A veces la boca no me da para decir las cosas que debería decir. Existe un nudo en mi garganta que ahorca mis ideas, que no pueden salir. Falsamente pienso que se disuelven en el ácido de mi estómago. Pero los sentimientos siguen acumulándose en la mente. Cada vez más pesada se vuelve la cabeza.
Falsamente pienso que es cansancio. Pereza de seguir intentando.

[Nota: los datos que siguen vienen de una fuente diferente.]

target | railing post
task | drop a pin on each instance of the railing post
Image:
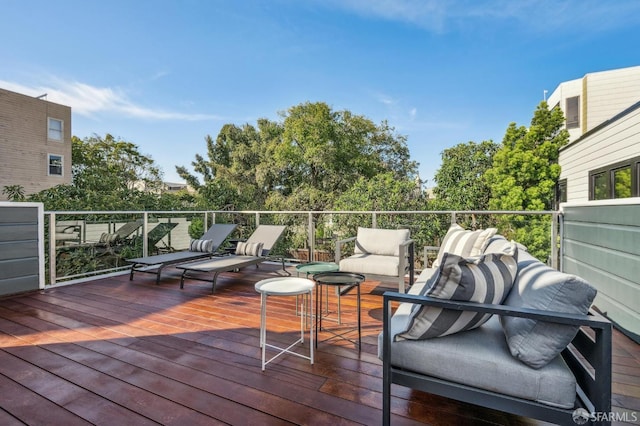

Pero mis deseos de llorar me dicen que lo que pasa dentro de mí va a desbordar.
Llorosos los ojos y seca la garganta. Las ideas son tantas que el cerebro no sabe por cuál de ellas está triste. No se pueden elegir ni agrupar.
—¡Nuevamente las ignoraré! ¡Ahóguense en el fondo de mi estómago!— dije mientras calmaba mi ansiedad con chocolates.
Un sentir más, ¿y qué? Puedo minimizarme y continuar fingiendo grandeza.
—¡Estoy bien!— repito al espejo.
La frente está junto a los pies. No veo las cosas derechas. La mente se volvió más pesada que mil cuerpos juntos, unos sobre otros.
—¿Qué más da? Puedo arrastrarme o rodar. Sigo teniendo los brazos y las piernas. ¡Estoy bien!— insistí.
Sabiendo que sería una de las últimas mentiras que me quedaban.
La mente seguía ingenua, pero, por primera vez, mi corazón no pareció creerme.